FSA Rules on Derivative Disclosure Will Begin in June

March 03, 2009

New rules from Britain’s financial regulator covering derivatives will come into effect in June, three months earlier than planned.

The Financial Services Authority said today that its disclosure rules for so-called contracts for difference, which can be used to build large and covert stakes in companies, would be introduced early to “help improve transparency in current market conditions.”

The rules, which require long positions that use CFDs to be made public when holdings reach 3 percent, are part of a package of measures by the FSA designed to improve market transparency in the wake of the financial crisis. The regulator is currently considering whether short-selling of any U.K. stock should carry a reporting requirement.

“This is a very significant step in improving market transparency and we have brought the implementation date forward to reflect that,” said Alexander Justham, the FSA’s director of markets, in a statement. “The new rules will resolve some of the concerns raised about the risks of market players devising ways to avoid disclosure or over-disclosing.”

A CFD is a financial instrument that enables investors to bet on share-price performance, without owning the shares. CFDs account for about 40 percent of equity trading volume in the U.K., according to Sanford C. Bernstein & Co.
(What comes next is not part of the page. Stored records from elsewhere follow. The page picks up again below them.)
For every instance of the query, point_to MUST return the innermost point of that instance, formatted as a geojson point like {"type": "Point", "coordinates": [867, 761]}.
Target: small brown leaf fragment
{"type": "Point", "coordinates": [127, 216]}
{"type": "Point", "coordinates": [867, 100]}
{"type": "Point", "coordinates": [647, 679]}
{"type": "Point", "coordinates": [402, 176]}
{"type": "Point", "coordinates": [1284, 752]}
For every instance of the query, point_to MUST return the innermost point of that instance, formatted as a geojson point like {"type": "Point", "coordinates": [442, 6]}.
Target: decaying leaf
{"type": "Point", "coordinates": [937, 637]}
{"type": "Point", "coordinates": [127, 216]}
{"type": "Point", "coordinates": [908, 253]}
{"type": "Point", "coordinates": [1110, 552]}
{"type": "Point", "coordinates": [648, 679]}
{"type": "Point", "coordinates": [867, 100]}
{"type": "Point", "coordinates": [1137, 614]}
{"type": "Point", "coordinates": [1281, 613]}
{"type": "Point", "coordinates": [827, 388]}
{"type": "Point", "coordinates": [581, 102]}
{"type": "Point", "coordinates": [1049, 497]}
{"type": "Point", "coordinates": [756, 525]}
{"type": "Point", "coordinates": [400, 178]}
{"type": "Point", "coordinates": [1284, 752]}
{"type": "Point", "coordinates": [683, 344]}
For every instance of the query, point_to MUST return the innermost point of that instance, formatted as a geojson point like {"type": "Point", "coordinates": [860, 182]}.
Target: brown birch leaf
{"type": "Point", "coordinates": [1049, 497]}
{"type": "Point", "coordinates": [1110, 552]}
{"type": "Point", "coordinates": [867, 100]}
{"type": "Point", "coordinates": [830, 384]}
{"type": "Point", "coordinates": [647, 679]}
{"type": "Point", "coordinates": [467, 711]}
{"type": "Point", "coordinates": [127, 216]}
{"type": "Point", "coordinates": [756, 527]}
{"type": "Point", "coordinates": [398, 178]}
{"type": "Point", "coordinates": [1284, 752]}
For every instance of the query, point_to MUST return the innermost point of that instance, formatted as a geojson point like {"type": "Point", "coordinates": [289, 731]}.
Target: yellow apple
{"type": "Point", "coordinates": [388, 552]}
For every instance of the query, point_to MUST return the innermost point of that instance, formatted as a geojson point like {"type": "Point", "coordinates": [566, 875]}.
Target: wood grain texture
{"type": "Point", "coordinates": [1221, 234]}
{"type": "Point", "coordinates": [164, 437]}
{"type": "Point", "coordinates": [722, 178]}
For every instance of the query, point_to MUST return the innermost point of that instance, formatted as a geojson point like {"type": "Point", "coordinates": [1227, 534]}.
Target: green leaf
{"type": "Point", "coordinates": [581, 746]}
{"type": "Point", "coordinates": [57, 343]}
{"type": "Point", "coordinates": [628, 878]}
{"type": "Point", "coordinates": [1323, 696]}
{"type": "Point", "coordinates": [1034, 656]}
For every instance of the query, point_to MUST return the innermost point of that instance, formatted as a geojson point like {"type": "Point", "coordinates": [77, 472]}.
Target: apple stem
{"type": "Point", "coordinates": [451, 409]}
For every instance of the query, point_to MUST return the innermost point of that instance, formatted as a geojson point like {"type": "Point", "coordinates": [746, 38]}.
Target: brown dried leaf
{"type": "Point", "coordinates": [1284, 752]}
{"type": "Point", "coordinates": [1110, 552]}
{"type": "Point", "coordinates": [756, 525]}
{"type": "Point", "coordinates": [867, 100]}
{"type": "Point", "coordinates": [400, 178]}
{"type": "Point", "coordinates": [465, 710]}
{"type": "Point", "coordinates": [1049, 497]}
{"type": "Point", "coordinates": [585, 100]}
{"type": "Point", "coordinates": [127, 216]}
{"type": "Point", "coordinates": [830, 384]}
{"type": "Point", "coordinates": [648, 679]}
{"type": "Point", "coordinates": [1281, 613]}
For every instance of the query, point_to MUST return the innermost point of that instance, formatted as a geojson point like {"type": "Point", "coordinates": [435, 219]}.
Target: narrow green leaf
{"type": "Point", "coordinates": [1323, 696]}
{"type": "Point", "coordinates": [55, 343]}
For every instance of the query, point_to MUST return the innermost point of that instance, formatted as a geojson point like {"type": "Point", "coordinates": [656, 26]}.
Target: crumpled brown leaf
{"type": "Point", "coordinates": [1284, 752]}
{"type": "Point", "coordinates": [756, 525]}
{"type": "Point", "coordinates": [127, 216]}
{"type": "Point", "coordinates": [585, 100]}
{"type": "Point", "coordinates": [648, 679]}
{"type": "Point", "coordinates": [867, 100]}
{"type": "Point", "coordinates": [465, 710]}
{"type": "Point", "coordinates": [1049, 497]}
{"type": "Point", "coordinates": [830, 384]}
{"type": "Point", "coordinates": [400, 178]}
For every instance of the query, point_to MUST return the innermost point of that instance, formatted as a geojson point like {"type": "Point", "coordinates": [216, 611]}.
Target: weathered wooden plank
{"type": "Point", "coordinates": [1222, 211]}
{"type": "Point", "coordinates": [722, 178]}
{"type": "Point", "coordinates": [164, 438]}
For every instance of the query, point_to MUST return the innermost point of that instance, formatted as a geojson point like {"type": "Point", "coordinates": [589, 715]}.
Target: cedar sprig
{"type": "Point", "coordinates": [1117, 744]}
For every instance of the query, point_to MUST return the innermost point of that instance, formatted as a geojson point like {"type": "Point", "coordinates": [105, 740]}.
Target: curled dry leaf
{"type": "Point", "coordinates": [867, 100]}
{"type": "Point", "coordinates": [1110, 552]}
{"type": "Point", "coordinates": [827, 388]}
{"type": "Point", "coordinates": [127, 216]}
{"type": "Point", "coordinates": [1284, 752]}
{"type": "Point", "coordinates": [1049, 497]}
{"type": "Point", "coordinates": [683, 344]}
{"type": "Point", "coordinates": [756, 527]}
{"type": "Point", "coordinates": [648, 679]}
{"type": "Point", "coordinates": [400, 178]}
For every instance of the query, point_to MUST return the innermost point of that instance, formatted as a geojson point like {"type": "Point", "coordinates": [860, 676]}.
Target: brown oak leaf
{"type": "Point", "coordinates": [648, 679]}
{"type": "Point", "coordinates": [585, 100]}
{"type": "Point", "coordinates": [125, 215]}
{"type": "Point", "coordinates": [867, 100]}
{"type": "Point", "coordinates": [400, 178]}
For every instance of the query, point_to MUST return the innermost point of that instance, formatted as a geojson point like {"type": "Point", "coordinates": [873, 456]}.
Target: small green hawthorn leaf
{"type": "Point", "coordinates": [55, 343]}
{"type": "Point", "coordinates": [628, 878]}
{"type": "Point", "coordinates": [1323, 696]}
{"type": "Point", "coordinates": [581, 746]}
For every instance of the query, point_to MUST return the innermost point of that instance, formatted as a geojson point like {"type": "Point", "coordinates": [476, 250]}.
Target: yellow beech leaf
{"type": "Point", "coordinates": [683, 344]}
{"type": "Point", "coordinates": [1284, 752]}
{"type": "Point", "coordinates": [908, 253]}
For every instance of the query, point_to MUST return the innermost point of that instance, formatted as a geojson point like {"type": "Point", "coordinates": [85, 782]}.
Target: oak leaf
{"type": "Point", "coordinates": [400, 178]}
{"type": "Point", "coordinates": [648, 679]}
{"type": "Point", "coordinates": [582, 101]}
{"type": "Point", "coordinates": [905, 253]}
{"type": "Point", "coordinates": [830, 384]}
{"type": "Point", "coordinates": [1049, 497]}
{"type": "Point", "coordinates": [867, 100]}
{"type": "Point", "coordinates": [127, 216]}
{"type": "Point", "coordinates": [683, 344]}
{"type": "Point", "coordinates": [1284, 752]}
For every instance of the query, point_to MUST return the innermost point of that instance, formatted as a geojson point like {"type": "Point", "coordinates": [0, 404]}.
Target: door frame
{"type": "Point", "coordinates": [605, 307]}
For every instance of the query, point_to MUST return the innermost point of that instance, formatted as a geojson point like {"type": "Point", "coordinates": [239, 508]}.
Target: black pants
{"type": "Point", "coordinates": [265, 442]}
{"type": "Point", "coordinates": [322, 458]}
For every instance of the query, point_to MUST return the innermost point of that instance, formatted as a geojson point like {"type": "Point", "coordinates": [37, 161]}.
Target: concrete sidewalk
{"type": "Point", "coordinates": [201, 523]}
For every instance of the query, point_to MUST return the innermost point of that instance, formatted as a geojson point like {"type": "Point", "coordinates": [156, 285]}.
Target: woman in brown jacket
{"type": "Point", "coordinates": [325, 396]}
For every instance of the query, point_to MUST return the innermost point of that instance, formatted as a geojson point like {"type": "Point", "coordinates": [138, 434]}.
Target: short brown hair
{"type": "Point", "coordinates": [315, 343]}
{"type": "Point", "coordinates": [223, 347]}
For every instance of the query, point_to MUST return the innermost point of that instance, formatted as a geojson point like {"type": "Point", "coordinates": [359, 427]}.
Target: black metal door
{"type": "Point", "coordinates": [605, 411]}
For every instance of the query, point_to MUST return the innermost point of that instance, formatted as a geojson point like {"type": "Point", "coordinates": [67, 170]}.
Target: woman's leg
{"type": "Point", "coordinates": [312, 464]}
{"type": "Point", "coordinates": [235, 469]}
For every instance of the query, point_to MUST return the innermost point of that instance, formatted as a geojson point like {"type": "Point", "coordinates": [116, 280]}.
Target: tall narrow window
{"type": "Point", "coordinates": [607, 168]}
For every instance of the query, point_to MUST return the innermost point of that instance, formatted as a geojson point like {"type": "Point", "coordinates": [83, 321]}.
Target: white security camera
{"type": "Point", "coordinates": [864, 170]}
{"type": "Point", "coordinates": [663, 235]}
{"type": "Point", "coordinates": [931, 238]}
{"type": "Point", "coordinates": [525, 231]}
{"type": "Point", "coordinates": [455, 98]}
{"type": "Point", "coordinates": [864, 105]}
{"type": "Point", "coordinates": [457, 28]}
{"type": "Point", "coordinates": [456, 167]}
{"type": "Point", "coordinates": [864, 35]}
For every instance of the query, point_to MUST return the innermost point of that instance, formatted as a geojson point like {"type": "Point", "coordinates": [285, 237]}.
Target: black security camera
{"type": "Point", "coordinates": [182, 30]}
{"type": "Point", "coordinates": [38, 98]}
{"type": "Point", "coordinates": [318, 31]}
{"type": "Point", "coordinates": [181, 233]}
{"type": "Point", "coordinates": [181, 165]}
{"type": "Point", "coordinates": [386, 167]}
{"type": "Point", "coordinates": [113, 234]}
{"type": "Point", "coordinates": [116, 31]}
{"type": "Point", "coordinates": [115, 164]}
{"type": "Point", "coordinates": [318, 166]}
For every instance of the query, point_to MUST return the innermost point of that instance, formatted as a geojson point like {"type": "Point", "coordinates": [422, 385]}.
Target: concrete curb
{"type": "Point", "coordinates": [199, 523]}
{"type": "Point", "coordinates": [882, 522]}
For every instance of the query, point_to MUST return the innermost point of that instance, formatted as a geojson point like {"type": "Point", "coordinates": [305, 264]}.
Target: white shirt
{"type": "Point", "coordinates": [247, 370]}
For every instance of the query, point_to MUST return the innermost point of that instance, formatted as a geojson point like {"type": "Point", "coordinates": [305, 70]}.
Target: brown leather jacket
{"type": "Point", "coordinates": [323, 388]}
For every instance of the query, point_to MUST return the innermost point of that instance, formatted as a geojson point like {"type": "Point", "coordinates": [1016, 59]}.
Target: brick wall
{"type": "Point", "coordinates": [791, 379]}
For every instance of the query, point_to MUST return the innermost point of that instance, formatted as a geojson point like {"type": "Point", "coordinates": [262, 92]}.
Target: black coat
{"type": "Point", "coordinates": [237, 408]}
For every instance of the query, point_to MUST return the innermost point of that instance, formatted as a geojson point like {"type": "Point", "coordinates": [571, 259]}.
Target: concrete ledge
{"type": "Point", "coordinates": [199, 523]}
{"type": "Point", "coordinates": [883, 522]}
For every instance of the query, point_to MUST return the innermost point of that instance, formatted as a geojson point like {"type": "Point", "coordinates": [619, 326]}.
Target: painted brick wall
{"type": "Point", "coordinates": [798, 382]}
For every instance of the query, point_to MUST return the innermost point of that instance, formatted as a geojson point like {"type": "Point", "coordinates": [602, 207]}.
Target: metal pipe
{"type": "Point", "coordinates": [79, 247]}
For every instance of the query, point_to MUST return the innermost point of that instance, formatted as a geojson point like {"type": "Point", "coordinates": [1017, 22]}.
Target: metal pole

The securities are traded over the counter and investors use the underlying stock to hedge their position.

‘Un-coordinated Boom’

“The current un-coordinated boom in both long and short market disclosure requirements around the world is eating up a lot of legal and compliance resource” at hedge-fund managers, said Andrew Shrimpton, a former FSA official who oversaw hedge funds and now advises them on regulatory matters at Kinetic Partners LLP in London.

The new disclosure requirements bring investors who use CFDs in line with rules for normal shareholders, who must reveal their shares if they hold more than 3 percent of a publicly traded company’s total stock.

The FSA said the disclosure rules won’t apply to CFD writers, as planned. The regulator first started consulting on the new rules in November 2007. France’s markets regulator also proposed similar rules last year.

Without Delay

The Association of Investment Companies, which represents closed-ended investment companies traded on the London Stock Exchange, said that the FSA was to be congratulated on its decision to implement changes without delay.

“There is one wrinkle as the rules on CFD disclosure will only apply to interests in U.K. companies,” the AIC said in a statement. “Investors in overseas companies listed in London will remain exposed to the market failures identified by the FSA.” It said it would discuss this with the FSA.

The new rules include convertibles, instruments that give a right to buy shares that have not yet been issued.

“I’m not sure that that was clear from previous consultations,” said Sarah Bowles, a London-based lawyer who advises hedge funds at Simmons & Simmons. “And bringing the timing forward to June clearly gives firms less time to set up systems.”

Short-selling is when hedge funds and other investors borrow shares then sell them in the hope that their price will fall. If it does, they buy back the shares at the cheaper price, return them to their owners, and pocket the difference. Taking a long position means buying a security in the expectation that its price will rise.